The MOU reflects the parties’ shared recognition that discussions, cooperation and the exchange of information on matters of mutual interest, in particular, the protection of professional hockey integrity and related event contract markets, may advance their respective regulatory and institutional missions. CFTC Chairman Selig described the MOU as “another step toward safeguarding the integrity of sports and protecting market participants in prediction markets from insider trading, fraud, and other abuses,” while NHL Commissioner Gary Bettman stated that the MOU “enhances the comprehensive integrity monitoring systems already in place and strengthens our ability to identify, deter, and address potential risks.” These statements underscore that market participants active in sports-linked event contracts, including regulated exchanges, intermediaries and their clients, should be attentive to the CFTC’s oversight framework this arrangement represents.
The MOU does not supersede any applicable laws or regulations, including Section 8 of the Commodity Exchange Act or the Privacy Act of 19743, nor does it create any legally binding obligations or confer upon any third person any right to obtain, suppress or exclude information or to challenge the execution of a request under the MOU. Neither party is required to create, maintain, provide or share information with the other, and any decision to share information remains at the sole discretion of the providing party. Any information exchanged pursuant to the MOU may only be used by the CFTC exclusively in furtherance of its statutory responsibilities under the Commodity Exchange Act and by the NHL exclusively in connection with safeguarding the integrity of professional hockey and public confidence in the league. Notably, however, the MOU does not expand on precisely what the bounds of these limitations are, which leaves open the question of how statutory responsibilities and safeguarding integrity will be interpreted.
The MOU comes in the wake of the NHL’s recently announced landmark multiyear commercial partnerships with Kalshi and Polymarket, two prominent CFTC-regulated prediction market exchanges that enable participants to trade event contracts linked to NHL game outcomes on federally regulated platforms.4 Taken together, the commercial partnerships and the MOU demonstrate increased coordination between professional sports leagues, prediction markets and regulatory oversight.

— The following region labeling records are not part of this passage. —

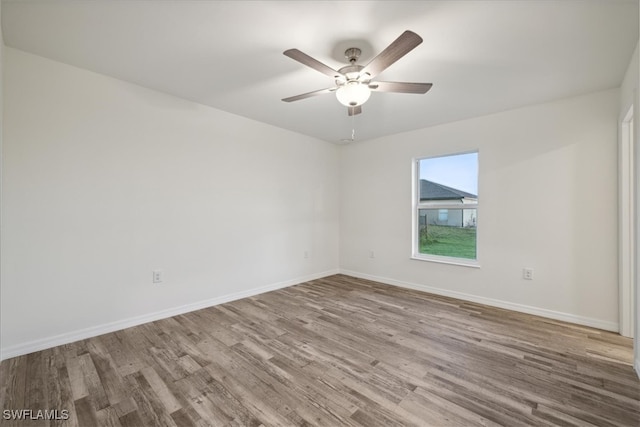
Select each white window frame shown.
[411,150,480,268]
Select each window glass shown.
[414,152,478,260]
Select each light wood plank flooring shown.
[0,275,640,427]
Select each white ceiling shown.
[2,0,638,142]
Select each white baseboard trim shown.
[340,269,620,334]
[0,269,339,361]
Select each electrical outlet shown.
[153,270,162,283]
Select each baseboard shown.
[340,269,620,332]
[0,269,339,361]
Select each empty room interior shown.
[0,0,640,427]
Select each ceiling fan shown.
[283,30,433,116]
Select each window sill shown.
[411,255,480,268]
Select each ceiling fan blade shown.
[282,87,338,102]
[347,105,362,116]
[361,30,422,77]
[369,82,433,93]
[282,49,341,78]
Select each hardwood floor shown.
[0,275,640,427]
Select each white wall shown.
[340,90,619,330]
[0,48,339,357]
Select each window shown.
[413,152,478,265]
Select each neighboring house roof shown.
[420,179,478,200]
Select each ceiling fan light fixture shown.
[336,81,371,107]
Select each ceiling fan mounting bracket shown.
[344,47,362,64]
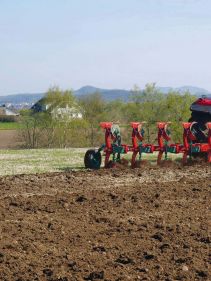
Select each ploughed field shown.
[0,165,211,281]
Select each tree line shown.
[20,83,196,148]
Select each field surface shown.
[0,165,211,281]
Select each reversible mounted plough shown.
[84,98,211,169]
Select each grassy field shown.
[0,148,183,175]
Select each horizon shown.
[0,0,211,96]
[0,85,211,97]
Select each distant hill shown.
[0,93,44,104]
[0,86,211,108]
[74,86,131,101]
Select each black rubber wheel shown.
[84,149,102,170]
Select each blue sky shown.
[0,0,211,95]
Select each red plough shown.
[84,122,211,169]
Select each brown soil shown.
[0,165,211,281]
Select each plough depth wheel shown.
[84,149,102,169]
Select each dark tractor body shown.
[189,97,211,143]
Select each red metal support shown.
[206,122,211,163]
[130,122,145,168]
[157,122,171,165]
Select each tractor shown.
[84,97,211,169]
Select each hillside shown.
[0,86,211,108]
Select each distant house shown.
[0,104,19,116]
[31,99,83,121]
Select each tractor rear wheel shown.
[84,149,102,170]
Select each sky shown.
[0,0,211,95]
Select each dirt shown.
[0,165,211,281]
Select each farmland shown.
[0,152,211,281]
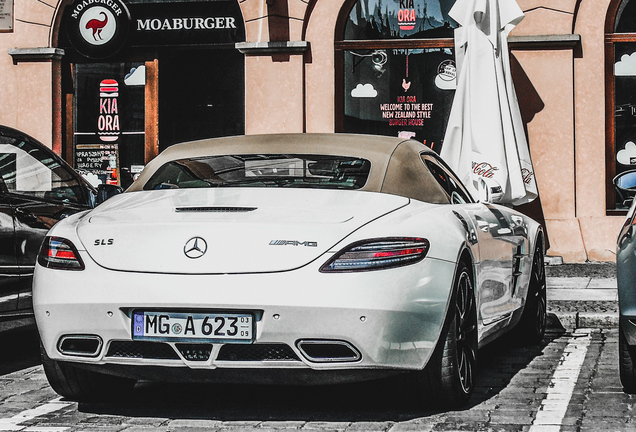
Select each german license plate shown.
[132,311,254,343]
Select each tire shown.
[40,344,135,402]
[618,321,636,394]
[423,263,477,408]
[516,242,548,345]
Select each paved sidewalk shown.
[546,263,618,330]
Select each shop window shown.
[605,0,636,214]
[336,0,457,148]
[0,137,84,203]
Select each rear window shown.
[144,154,371,190]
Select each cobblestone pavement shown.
[0,329,636,432]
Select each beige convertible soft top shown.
[127,133,449,204]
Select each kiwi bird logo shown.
[86,12,108,40]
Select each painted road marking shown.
[0,398,73,432]
[530,329,592,432]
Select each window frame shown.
[604,0,636,216]
[334,0,455,132]
[0,131,90,205]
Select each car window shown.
[422,154,473,204]
[0,136,84,203]
[144,154,371,190]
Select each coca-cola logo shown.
[521,168,534,184]
[473,162,499,178]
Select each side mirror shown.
[95,184,124,205]
[479,178,503,204]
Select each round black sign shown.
[67,0,130,59]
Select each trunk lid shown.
[77,188,409,274]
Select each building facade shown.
[0,0,636,262]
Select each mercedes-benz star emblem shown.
[183,237,208,259]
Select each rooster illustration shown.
[402,78,411,93]
[86,12,108,40]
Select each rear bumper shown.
[34,255,455,382]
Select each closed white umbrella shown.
[441,0,537,205]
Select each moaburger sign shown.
[137,17,236,31]
[67,0,245,58]
[67,0,130,58]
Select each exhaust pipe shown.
[296,340,362,363]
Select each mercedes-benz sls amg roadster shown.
[33,134,546,406]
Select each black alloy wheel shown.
[618,320,636,394]
[454,271,477,395]
[419,263,477,408]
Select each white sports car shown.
[33,134,546,406]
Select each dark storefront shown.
[336,0,457,152]
[59,0,245,186]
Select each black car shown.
[0,126,97,329]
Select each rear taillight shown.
[38,237,84,270]
[320,237,429,273]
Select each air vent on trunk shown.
[174,207,256,213]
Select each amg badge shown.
[269,240,318,247]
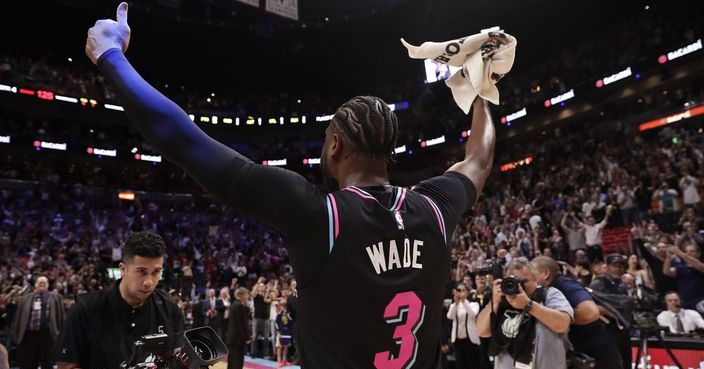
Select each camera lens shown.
[501,277,519,295]
[191,337,215,361]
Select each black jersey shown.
[98,49,476,369]
[294,175,474,369]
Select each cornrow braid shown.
[332,96,398,162]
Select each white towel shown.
[401,32,517,114]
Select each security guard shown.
[56,232,184,369]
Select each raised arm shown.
[448,97,496,198]
[86,3,327,252]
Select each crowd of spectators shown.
[0,95,704,368]
[0,0,704,141]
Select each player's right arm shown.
[448,97,496,198]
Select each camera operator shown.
[469,274,491,310]
[658,291,704,334]
[589,254,632,369]
[531,256,622,369]
[477,258,574,369]
[57,232,184,369]
[447,283,482,369]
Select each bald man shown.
[12,277,64,369]
[531,256,622,369]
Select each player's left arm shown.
[86,2,329,279]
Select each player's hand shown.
[86,2,130,64]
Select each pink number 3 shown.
[374,291,425,369]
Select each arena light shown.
[420,135,445,147]
[303,158,320,166]
[54,95,78,104]
[501,108,528,124]
[638,105,704,132]
[262,159,286,167]
[500,156,533,172]
[545,89,574,108]
[134,154,161,163]
[86,147,117,158]
[596,67,633,88]
[33,140,68,151]
[117,191,136,201]
[0,85,17,94]
[103,104,125,111]
[37,90,54,101]
[315,114,335,122]
[79,97,98,108]
[658,38,702,64]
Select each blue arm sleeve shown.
[98,49,328,284]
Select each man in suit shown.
[191,289,205,328]
[203,288,224,334]
[225,287,251,369]
[12,277,64,369]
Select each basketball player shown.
[86,3,495,369]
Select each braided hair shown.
[332,96,398,162]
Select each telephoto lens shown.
[501,276,523,295]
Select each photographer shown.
[447,283,482,369]
[477,258,574,369]
[589,254,633,368]
[57,232,184,369]
[12,276,64,369]
[531,256,621,369]
[658,291,704,334]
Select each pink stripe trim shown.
[393,188,406,211]
[343,187,377,201]
[422,195,445,236]
[244,361,274,369]
[328,194,340,238]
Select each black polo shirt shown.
[56,280,184,369]
[552,275,614,358]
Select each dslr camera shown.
[474,259,504,279]
[120,327,229,369]
[501,276,525,295]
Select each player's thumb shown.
[117,2,127,26]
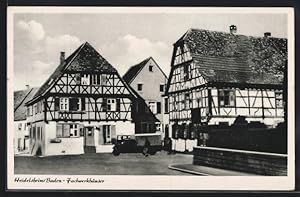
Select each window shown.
[75,73,81,85]
[116,99,121,112]
[138,83,143,91]
[140,122,156,133]
[149,102,156,114]
[165,98,169,113]
[56,123,70,138]
[156,102,161,114]
[159,84,164,92]
[103,125,111,143]
[70,124,79,137]
[218,90,235,107]
[184,93,191,109]
[18,123,22,131]
[59,98,69,111]
[69,98,82,111]
[101,75,108,86]
[275,92,283,108]
[92,74,100,85]
[33,103,37,114]
[81,74,90,85]
[149,65,153,72]
[183,65,190,81]
[107,99,117,111]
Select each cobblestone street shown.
[15,151,192,176]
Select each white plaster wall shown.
[14,120,29,154]
[172,139,197,152]
[45,122,84,156]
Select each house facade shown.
[123,57,169,137]
[166,25,287,151]
[26,42,136,156]
[14,87,37,155]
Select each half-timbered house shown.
[123,57,168,136]
[166,25,287,151]
[14,86,38,155]
[26,42,136,156]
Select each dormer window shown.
[159,84,164,92]
[137,83,143,91]
[81,74,90,85]
[91,74,100,85]
[149,65,153,72]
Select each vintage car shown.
[112,133,162,156]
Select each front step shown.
[84,146,96,153]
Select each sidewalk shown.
[168,164,259,176]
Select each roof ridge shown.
[14,88,33,112]
[186,27,287,39]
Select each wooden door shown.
[84,127,95,146]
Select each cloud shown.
[17,20,45,40]
[45,34,82,53]
[14,20,82,89]
[99,34,172,75]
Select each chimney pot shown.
[229,25,237,34]
[60,51,65,64]
[264,32,271,38]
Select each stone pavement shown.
[168,164,259,176]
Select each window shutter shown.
[102,98,107,111]
[98,126,104,145]
[81,98,85,111]
[110,125,117,139]
[229,91,235,106]
[63,124,70,137]
[56,124,63,137]
[54,98,59,111]
[156,102,161,114]
[116,99,121,112]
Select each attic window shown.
[219,90,235,107]
[149,65,153,72]
[48,78,53,85]
[137,83,143,91]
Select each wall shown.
[84,121,134,153]
[44,121,84,156]
[193,147,287,176]
[130,58,167,122]
[14,120,29,154]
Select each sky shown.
[13,13,287,90]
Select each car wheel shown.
[149,149,157,155]
[142,147,149,157]
[113,149,120,156]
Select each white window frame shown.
[148,101,157,114]
[18,122,22,131]
[81,74,90,85]
[103,125,112,144]
[107,99,117,111]
[70,124,79,137]
[137,83,144,92]
[91,74,101,85]
[59,97,69,111]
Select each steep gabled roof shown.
[14,88,38,121]
[123,57,151,84]
[175,29,287,85]
[123,57,167,84]
[27,42,122,103]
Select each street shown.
[15,151,193,176]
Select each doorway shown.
[84,127,95,146]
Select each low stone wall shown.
[193,147,287,176]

Market participants and regulated entities active in the event contracts industry should note that the CFTC has also executed a substantially similar Memorandum of Understanding with Major League Baseball, creating a parallel framework for cooperation and information sharing aimed at protecting the integrity of professional baseball and associated event contract markets. Together, these memoranda reflect a deliberate and targeted regulatory approach by the CFTC to continue signaling its jurisdiction over prediction markets while developing structured oversight arrangements with professional sports leagues, as event contract markets continue to expand. In light of these developments, firms may want to evaluate their internal compliance programs and codes of ethics to confirm that their surveillance, reporting and market abuse controls are appropriately tailored to an evolving landscape in which event contracts referencing sports, league integrity monitoring and CFTC oversight are becoming increasingly coordinated across multiple professional sports and prediction markets.
Footnotes
- CFTC and National Hockey League Sign MOU Related to Integrity in Professional Hockey, CFTC Press Release No. 9235-26 (May 21, 2026), available at https://www.cftc.gov/PressRoom/PressReleases/9235-26?utm_source=govdelivery.
- Memorandum of Understanding Between the Commodity Futures Trading Commission and the National Hockey League, available at https://www.cftc.gov/PressRoom/PressReleases/9235-26?utm_source=govdelivery.
- Section 8 of the Commodity Exchange Act restricts the CFTC’s ability to disclose certain trade secrets, trading data and other confidential business information obtained in the course of its regulatory activities, while the Privacy Act of 1974 imposes limitations on federal agencies’ collection, maintenance, use and dissemination of personally identifiable information.